What they built over the next year was a much more basic version of what they use today, involved using speech recognition technology to create a quick, imperfect transcription that would be polished into a finished product using human editors. This would give captioners a solid base to work from, and ultimately save a lot of time.
While such technology is more well-known today, 3Play Media was extremely early to this market. In this 2007-2008 timeframe, a lot of eventual customers were too busy figuring out how to get video online to worry about captioning. “Now obviously that mindset has changed a ton, and as our customers got video online, they were looking for solutions,” Miller said.
Their work was a success, and the rest, as they say, is history.
As the captioning platform grew and grew, they began to add more features, and they’ve grown significantly. Now at 40 employees (excluding captioners), the company offers a number of services today, including captioning, transcription, audio description, translation & subtitling, and Spanish captioning to over 2,500 customers around the world.
Their current, evolved captioning method works through a three-step process. First, the audio or video file is put through proprietary speech recognition software to get a basic transcription. Second, a human captioner does a full scrub of the transcription, fixing errors and properly formatting it. Lastly, another human does a round of QA testing and refinement.
3Play Media’s range of work is extensive; their three core customer types are media companies, corporate content publishers, and educational institutions, so their work ranges from lectures to TV shows and beyond.
In order to respond to scale, the company utilizes a large number of contracted captioners. Antunes explained that they only do so ensuring that their captioners are well-paid and treated well. “We are really passionate about defending them and defending the rates we pay them, making their experience as good as possible by releasing new features and making their captioning experience better,” he said.

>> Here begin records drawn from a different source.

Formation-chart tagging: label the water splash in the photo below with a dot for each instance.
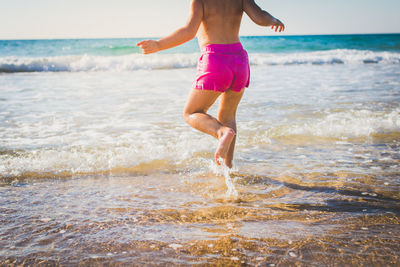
(231, 192)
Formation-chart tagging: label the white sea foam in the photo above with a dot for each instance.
(173, 61)
(346, 124)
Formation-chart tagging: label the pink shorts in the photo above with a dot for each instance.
(223, 67)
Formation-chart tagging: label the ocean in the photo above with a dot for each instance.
(97, 165)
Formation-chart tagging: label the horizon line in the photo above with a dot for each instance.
(156, 37)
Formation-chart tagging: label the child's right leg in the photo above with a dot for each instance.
(195, 114)
(227, 117)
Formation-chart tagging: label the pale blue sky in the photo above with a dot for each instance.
(31, 19)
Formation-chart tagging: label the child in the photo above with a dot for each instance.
(223, 68)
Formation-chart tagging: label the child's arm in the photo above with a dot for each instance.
(261, 17)
(180, 36)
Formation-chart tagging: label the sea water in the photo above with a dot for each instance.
(98, 166)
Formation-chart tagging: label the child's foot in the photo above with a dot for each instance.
(224, 143)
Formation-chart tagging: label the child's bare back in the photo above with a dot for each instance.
(221, 22)
(214, 22)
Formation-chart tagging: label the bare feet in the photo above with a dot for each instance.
(225, 140)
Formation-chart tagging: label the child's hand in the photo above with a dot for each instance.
(149, 46)
(278, 25)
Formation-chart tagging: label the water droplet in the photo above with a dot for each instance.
(175, 246)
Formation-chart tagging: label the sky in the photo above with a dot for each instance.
(50, 19)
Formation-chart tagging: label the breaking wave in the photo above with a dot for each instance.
(132, 62)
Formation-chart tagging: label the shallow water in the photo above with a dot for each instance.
(100, 168)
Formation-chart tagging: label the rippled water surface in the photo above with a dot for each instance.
(100, 168)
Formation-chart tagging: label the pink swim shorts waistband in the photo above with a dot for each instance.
(223, 48)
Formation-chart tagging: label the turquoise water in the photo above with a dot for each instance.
(97, 165)
(254, 44)
(123, 55)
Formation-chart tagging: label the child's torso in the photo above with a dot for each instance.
(221, 22)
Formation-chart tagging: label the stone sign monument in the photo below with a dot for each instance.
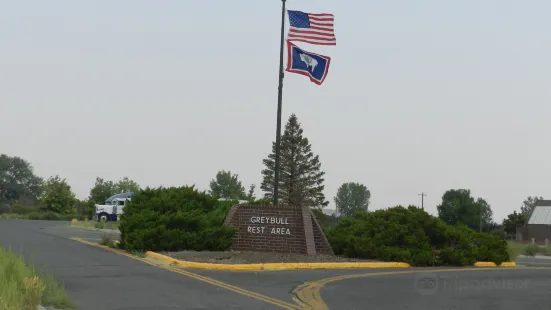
(283, 229)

As for future outlook, 3Play Media is looking to make a further push into the audio description space this year. While they offer some audio description services now, it’s a challenging business because, as Miller explained, audio descriptions traditionally require a voice actor and cost in the area of $20-30 per minute, and it’s hard to edit. They’re working on using synthesized speech, which Antunes said could be “even more disruptive” than their current captioning services.
The company is especially excited about this and the future of their company as a whole because, while their customers and captioners are two of their core constituents, their focus is always on the end-user—primarily those who are hard of hearing or low-vision—and improving their lives in every way they can.
“We want to facilitate the process of making every video accessible,” Miller said. “We do believe we as a society are going down a path where every video is going to be transcribed and captioned. There's a good reason to do that, and we want to be the leaders in it.”